- Why and how are column store databases more optimized for aggregations?
Ans: Since all the values of a particular column are stored in contiguous memory locations, the read is faster.
- How does HANA compress the data? Types of compression methods?
Ans: There are three ways HANA compresses data. They are Dictionary Encoding, Run-Length Encoding and Cluster Encoding. But, mostly Dictionary encoding is used by HANA as it is the most optimized.
- When you need to read all the columns of the databases table, is Hana better than the traditional database?
Ans: Traditional database is better in this case. As the time needed to reconstruct the entire row for all the data in the table is more.
- Can we use row based tables in modeling? If not how can we use?
Ans: We can’t use the row based tables directly in the Graphical or script views. But, the table can be used in a procedure and then the procedure can be used in the script based calculation view.
- What will be the default schema name when the data is moved to HANA using SLT method?
Ans: The name of the replication configuration in the SLT.
- What is index server? What does it do?
Ans: The main SAP HANA database management component is known as the index server, which contains the actual data stores and the engines for processing the data. The index server processes incoming SQL or MDX statements in the context of authenticated sessions and transactions.
- What is a key attribute in attribute view? Why is it needed?
Ans: Key attribute is a kind of primary key for the attribute view. But, it doesn’t prevent the passage of duplicate values. It is basically needed to determine the join execution order at the run time when multiple tables are used in an attribute view.
- Will marking a column as key attribute prevent the flow of duplicate values in the output of the attribute view? If yes how? If no then why?
Ans: No, the function of primary key column in the attribute view is to determine the join execution order at run-time but not preventing the duplicates.
- Which is better to use to restrict data? Variables or Input Parameters?
Ans: Input-parameter. Variable acts as a condition in the where clause. Whereas the Input-parameter parameterizes the input data set itself. That is it filters the data even before the data comes to from clause.
- How is a variable different from an Input parameter in the way they function?
Ans: Variable is always associated with a column. But an input-parameter is independent of columns. Variable can only be used to restrict the output data set. But, the parameter can be used to apply some logic for any calculations and restrict data as well. Variable acts as a condition in the where clause. Whereas the Input-parameter parameterizes the input data set itself. That is it filters the data even before the data comes to from clause.
11 .Suppose there is a requirement to use Hierarchies in HANA in the Analytical view, how do we do the modeling for such requirement?
Ans: It is known that hierarchies can’t be created in the analytical views. So we can create the hierarchies in the attribute views and use the same in the analytical view.

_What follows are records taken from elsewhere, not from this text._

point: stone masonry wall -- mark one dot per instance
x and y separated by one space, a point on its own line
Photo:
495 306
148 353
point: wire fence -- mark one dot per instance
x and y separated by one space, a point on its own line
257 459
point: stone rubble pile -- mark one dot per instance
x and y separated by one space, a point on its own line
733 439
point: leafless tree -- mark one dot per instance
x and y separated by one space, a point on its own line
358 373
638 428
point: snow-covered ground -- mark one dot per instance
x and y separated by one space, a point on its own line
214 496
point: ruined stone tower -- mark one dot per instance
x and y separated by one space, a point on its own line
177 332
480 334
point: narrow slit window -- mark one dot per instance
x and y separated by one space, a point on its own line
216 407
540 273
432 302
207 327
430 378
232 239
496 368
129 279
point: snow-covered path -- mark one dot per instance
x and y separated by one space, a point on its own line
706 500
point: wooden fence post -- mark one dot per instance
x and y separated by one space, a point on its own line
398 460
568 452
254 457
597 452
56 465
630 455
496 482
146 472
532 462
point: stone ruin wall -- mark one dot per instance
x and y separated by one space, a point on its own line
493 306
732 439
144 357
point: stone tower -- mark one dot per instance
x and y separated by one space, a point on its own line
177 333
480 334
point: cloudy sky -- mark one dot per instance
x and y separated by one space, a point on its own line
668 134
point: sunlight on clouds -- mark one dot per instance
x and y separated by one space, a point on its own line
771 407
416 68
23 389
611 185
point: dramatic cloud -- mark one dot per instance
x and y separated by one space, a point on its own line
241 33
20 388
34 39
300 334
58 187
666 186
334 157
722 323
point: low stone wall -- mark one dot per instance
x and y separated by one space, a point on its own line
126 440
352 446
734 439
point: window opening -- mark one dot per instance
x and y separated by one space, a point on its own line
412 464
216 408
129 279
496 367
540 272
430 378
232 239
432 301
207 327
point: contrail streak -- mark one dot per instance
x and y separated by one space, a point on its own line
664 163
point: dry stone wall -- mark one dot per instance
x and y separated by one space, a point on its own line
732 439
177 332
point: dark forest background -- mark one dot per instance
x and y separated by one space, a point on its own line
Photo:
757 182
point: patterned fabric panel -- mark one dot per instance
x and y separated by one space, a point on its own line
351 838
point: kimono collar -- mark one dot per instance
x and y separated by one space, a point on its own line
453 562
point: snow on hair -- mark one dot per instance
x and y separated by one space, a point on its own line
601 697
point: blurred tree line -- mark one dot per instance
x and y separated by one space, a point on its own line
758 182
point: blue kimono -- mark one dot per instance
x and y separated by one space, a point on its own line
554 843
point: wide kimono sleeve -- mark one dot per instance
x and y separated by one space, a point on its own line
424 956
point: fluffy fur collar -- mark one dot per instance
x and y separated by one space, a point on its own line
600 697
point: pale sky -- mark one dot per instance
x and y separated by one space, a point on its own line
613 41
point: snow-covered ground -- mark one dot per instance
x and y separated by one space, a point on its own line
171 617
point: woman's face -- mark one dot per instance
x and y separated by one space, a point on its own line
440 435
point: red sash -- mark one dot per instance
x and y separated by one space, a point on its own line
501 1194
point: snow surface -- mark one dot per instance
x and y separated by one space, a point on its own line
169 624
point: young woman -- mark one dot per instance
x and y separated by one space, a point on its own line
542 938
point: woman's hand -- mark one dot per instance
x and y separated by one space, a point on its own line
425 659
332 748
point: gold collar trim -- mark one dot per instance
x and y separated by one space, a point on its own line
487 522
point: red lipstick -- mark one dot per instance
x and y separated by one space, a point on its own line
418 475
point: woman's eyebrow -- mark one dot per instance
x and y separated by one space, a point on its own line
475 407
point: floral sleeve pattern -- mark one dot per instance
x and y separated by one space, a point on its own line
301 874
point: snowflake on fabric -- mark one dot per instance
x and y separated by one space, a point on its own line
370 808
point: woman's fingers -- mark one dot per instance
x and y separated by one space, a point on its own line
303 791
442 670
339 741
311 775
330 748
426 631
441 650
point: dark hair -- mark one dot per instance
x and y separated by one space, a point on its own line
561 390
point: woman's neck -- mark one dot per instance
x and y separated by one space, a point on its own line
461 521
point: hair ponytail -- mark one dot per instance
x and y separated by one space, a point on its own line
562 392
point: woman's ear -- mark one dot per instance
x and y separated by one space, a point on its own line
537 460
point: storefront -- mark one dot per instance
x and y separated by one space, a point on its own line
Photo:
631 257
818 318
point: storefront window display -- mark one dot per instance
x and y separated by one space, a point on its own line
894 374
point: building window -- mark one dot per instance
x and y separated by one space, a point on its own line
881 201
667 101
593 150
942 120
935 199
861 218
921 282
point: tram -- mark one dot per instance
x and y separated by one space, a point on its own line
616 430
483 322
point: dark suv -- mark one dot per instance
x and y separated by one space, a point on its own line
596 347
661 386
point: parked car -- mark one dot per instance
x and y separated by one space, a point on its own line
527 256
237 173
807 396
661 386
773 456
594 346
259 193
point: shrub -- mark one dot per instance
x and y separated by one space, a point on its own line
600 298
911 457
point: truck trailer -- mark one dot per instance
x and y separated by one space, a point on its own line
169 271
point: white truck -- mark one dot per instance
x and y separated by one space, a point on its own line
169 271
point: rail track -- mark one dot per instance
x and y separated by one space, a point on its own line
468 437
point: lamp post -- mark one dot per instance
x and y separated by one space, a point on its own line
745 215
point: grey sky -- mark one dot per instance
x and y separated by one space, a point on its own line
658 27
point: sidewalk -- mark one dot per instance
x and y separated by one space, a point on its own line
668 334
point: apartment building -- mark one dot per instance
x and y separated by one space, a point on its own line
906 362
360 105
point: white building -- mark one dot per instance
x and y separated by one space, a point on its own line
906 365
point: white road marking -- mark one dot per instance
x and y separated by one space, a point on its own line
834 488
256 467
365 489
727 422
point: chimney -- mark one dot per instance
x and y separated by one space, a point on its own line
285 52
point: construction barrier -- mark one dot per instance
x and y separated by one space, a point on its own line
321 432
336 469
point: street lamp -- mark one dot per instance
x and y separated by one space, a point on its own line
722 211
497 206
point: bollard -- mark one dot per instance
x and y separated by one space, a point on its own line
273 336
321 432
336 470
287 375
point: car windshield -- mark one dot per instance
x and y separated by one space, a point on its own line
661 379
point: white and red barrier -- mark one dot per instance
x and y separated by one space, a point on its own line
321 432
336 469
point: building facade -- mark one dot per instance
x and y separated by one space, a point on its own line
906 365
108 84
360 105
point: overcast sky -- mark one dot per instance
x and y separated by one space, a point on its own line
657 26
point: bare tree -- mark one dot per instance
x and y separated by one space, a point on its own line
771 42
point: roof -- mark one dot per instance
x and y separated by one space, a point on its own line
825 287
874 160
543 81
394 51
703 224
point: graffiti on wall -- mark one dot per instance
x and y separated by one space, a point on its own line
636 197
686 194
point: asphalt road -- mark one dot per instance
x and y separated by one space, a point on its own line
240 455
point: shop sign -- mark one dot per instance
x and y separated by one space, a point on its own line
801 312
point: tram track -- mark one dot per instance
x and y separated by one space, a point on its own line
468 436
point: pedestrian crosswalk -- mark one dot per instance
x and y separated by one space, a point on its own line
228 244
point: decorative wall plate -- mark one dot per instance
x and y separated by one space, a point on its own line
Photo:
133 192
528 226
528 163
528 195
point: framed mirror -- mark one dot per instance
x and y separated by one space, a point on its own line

- Are the hierarchies created in the Attribute view available/visible in the calculation view?
Ans: No
- Is it better to use a table directly or an attribute view on the table in a calculation view?
Ans: Depends. If all the columns of the table are needed in the output then we can use any of the options available. But, if only few columns are needed then it’s always better to create an attribute view and then use that.
- Which views are executed in which engine in HANA? What are each type of views optimized for?
Ans: Attribute View in Join Engine, Analytical View in OLAP Engine and Calculation View in CE/SQL Engine. But future roadmap by SAP is that they will be eliminating the attribute and analytical views and only CV’s are to remain. In that case the HANA engine automatically will determine the best possible option to execute the view.
- What are the performance improvement techniques used in the project?
Ans: a. using referential or left outer join wherever possible.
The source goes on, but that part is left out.